Dr. Romerio’s lab studies the biology of HIV-1 latency and persistence. In 2008, Dr. Romerio reported one of the earliest in vitro models of HIV-1 latency, which he later used to perform microarray analyses comparing resting latently infected and uninfected CD4+ T cells. Through this analysis, Dr. Romerio identified 33 transcripts encoding cell surface markers that are differentially expressed in latently infected vs. uninfected cells. He found that, among them, the surface marker CD2 is expressed at higher levels on latently infected compared to uninfected cells from HIV-1 patients. Resting memory CD4+CD2high T cells from all subjects harbored higher HIV-1 DNA copy numbers than all other CD4+ T cell subsets. Moreover, resting memory CD4+CD2high T cells produced more HIV-1 than other cell subsets. Thus, Dr. Romerio’s studies show that high CD2 expression is a hallmark of latently infected resting memory CD4+ T cells in vivo.
Dr. Romerio’s work on the mechanisms of HIV-1 latency focused on the HIV-1 ASP gene, which is encoded on the negative strand of the provirus, and is expressed from a promoter within the 3’LTR. Dr.
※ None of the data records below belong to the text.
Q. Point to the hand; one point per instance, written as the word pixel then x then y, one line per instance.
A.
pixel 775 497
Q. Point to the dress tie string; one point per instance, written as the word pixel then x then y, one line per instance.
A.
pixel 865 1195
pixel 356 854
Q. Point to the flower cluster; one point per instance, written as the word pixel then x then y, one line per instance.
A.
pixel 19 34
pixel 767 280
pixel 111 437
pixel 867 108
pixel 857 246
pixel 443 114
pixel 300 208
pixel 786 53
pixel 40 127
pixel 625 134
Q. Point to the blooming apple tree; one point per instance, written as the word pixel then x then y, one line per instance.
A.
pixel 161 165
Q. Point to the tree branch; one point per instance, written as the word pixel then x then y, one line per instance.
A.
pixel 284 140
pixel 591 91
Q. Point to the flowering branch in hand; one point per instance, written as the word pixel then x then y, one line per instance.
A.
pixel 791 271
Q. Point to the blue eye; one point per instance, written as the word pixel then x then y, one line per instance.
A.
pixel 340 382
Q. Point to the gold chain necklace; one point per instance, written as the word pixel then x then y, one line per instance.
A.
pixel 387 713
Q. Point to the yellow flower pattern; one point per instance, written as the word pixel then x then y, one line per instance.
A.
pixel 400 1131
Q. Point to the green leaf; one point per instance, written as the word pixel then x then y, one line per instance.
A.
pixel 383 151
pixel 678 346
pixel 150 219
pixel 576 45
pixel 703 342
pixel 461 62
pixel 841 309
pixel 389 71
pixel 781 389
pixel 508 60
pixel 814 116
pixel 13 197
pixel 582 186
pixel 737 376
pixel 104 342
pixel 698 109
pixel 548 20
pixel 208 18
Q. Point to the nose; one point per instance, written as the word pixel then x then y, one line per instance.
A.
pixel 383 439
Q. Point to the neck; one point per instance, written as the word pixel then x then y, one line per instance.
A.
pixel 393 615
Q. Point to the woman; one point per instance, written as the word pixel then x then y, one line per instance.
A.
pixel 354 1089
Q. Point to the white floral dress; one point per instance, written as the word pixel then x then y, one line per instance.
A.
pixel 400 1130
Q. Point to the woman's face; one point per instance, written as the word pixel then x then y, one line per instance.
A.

Romerio’s lab found that the ASP RNA acts as a viral latency factor that binds the Polycomb Repressor Complex 2 (PRC2), recruits it to the 5’LTR, inducing HIV-1 transcriptional silencing and latency. Dr. Romerio has made significant progress in elucidating the structure-function relationship of the ASP RNA by identifying the segments that interacts with the HIV-1 5’LTR, with PRC2, and with additional transcriptional and epigenetic silencing factors. Dr. Romerio has recently received additional funding support from NIAID with a new 5-year R01 to test the ability of the ASP RNA to induce durable silencing of HIV-1 and to impede spontaneous latency reversal as part of a new HIV-1 cure strategy.
More recently, Dr. Romerio begun undertaking a new line of research that focuses on the protein encoded by the ASP gene. This open reading frame encodes for a 190-aa long, highly hydrophobic protein that localizes in the nucleus of non-productively infected cells. Dr. Romerio reported that upon cell stimulation and viral reactivation, ASP translocates to the cytoplasm and to the cell membrane, where it can be found in close proximity of the HIV-1 envelope glycoprotein, gp120. Dr. Romerio also demonstrated that following viral budding and release, ASP is present on the envelope of HIV-1 particles, suggesting that it might be involved in viral entry. Indeed, mutations that knockout ASP expression reduce the replication capacity of HIV-1. Dr. Romerio’s work is moving toward the identification of the putative cell surface ligand of virion-associated ASP. Targeting this interaction might have therapeutic benefits.